Although Scott really enjoyed cooking, he was a bit of a social chap and found the kitchen restrictive when it came to interacting with guests, so he decided to give bartending a go. He began serving drinks part-time, but ended up liking it so much that he finally hung up his toque to pursue it full-time. After all, the art of mixology has become as involved as creating a master dish in the kitchen, so in a way Scott wasn’t really changing professions much; he was just substituting liquids for solids.

Once he had honed his beverage skills, he began working at hotspots in and around Toronto like T2 Lounge, Body English (now FAMOUS) and the London Tap House. He loved the work but he was a bit over the Toronto temperatures in the winter, so he began to look to warmer climes for a job. He found a position in the Cayman Islands, applied, and was hired. He moved to Grand Cayman earlier this year and has been at the Lobster Pot since it reopened.

Scott is certainly not regretting his decision to move here. He is busy inventing drinks behind the bar on a regular basis, and when he’s not at work, he simply basks in the warm Caribbean temperatures. Every evening he can watch the sunset from that fabulous Lobster Pot deck; not a bad life at all.

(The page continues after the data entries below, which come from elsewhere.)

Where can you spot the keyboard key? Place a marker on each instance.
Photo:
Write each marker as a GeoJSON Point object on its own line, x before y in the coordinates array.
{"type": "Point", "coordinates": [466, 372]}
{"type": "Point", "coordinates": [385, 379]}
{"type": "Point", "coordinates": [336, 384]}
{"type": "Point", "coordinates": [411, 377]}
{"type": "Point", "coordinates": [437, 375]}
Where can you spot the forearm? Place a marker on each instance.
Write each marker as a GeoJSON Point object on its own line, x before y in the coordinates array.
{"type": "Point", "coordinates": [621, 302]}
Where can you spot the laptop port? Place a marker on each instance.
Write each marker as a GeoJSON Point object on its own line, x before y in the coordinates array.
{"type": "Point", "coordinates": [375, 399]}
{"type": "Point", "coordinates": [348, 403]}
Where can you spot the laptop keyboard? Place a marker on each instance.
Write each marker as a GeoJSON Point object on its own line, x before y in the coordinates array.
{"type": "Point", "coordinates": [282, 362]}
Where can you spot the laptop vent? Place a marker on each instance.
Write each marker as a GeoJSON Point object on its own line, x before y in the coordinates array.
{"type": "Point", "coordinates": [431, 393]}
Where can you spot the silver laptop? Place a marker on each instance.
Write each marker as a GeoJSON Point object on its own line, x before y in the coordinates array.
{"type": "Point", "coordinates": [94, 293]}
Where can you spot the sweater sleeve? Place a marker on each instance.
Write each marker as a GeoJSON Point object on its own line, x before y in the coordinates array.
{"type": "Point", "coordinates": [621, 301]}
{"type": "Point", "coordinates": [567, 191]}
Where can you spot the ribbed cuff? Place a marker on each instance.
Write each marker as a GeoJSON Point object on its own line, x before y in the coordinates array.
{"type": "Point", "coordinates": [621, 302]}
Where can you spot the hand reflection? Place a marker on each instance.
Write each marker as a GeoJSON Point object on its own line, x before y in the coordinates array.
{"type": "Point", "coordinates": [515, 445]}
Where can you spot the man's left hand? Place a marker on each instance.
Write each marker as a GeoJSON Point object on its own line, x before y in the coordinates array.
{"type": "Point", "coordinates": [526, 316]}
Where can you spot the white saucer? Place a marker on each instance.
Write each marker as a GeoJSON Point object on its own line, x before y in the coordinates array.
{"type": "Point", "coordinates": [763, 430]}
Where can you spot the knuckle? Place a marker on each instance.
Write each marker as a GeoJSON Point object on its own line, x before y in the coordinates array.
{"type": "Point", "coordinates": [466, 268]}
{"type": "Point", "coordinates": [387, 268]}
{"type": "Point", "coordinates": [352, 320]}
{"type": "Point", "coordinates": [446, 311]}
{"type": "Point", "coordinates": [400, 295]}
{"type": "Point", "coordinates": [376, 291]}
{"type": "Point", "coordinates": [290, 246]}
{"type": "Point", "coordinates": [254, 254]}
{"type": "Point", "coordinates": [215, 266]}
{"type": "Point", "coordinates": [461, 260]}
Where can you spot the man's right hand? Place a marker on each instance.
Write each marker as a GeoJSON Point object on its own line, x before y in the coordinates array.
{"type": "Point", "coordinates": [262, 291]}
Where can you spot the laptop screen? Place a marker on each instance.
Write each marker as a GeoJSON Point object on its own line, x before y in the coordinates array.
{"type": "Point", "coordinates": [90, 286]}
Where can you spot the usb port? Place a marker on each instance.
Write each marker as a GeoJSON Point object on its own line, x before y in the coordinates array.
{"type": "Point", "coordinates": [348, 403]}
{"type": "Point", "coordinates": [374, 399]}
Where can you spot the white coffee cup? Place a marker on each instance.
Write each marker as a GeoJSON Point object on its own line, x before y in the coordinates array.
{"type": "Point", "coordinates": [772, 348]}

Scott is keen on experimenting with different textures, flavours and even advanced tools like liquid nitrogen. Expect to see this mixologist on the competition circuit in the near future. 


Finding Nemo


  • 1oz Grey Goose Cherry Noir
  • 1oz Hypnotiq
  • 1/2 oz Blue Curaçao
  • Splash fresh lime juice
  • Sprite
  • Peach gummy

Shake the first four ingredients together with ice, and pour into a tall glass with lots of ice. Top with Sprite, then drop the peach gummy in and push it to the bottom (that’s Nemo!).